Frith's mistake seems to be one of conflating the personal epistemic level of our contact with the world itself, and the subpersonal neurological level of the constitutive mechanics of vision. The personal element is pushed inwards at the end of the causal chain of the subpersonal dynamics. But this won't do: these really are two different levels of explanation and understanding, not two adjacent domains that are causally chained.

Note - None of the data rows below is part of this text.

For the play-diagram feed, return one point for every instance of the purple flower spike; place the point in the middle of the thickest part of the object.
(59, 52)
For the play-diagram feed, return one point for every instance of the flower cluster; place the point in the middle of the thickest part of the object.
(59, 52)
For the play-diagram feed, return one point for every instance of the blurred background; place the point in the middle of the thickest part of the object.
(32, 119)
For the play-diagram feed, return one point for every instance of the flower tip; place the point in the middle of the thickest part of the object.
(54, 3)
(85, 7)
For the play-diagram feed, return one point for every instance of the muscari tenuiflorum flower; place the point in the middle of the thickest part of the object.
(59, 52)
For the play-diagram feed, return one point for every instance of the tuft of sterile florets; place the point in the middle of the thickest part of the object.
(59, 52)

None of this is to say that the possibility of perception is not founded in the possibility of the brain reacting differently to identical changes in retinal stimulation when these changes are either due to object movement or to eye movement. That is surely a necessary precondition for the possibility of perception. Perhaps because of his homuncular 'mind as recipient of neurophysiological inputs' picture, Frith seems to think that perception would be simply a matter of passively receiving sensory stimuli, if it were not for the counfounding influence of personal movement on the retinal image. Yet we know that stable (personal-level) visual experience is dependent on our being able to make thousands of micromovements - it is - at the subpersonal level - an active (even 'enactive') process constituted by dynamic recursive loops in and out of the body - both sensory and motoric (and it even becomes hard to adequately distinguish the two at the subpersonal level). (See Susan Hurley's Consciousness in Action for an excellent exploration of the relation between personal-level phenomena such as visual consciousness, and subpersonal dynamically 'loopy' (from organism to world and back again) phenomena such as sensory and motor behaviour.) Far from our own movements constituting some kind of problem for the otherwise happy receipt of information about the world which we can read straight off the retinae, they are rather the very stuff of perception itself.

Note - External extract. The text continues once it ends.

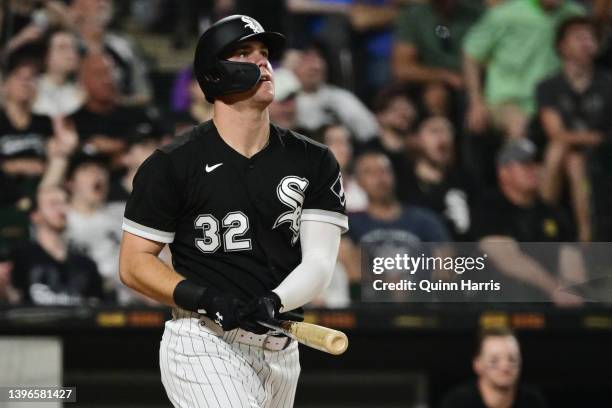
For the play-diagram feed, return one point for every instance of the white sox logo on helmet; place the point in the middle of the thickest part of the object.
(252, 24)
(291, 191)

Perhaps I am getting carried away attributing these views to Frith? Well, consider the following (p. 102):

Our brain can use this prediction to make us perceive the world as stable even though the image of the world is jumping around on our retina as we move our eyes. This illusion of stability is important for our survival. ... visual changes caused by our own movements are of no relevance ... By predicting these unimportant changes of sensation, the brain can suppress our response to them.


Yet there is no 'illusion of stability' - the world really is stable in such instances. And it is not as if we could perceive perfectly well if we were completely still if we had no predictive machinery. The making of such 'predictions' by the brain is part of the very possibility of our perceptual experience of the world itself, not a mere stabilising factor without which everything would appear to move all the time. Without these 'predictions' we could not be said to have visual experience at all. A material condition of the very possibility of genuine visual consciousness of the world has been read by Frith as if it were instead a mere correcting facilty for the stabilisation of visual images.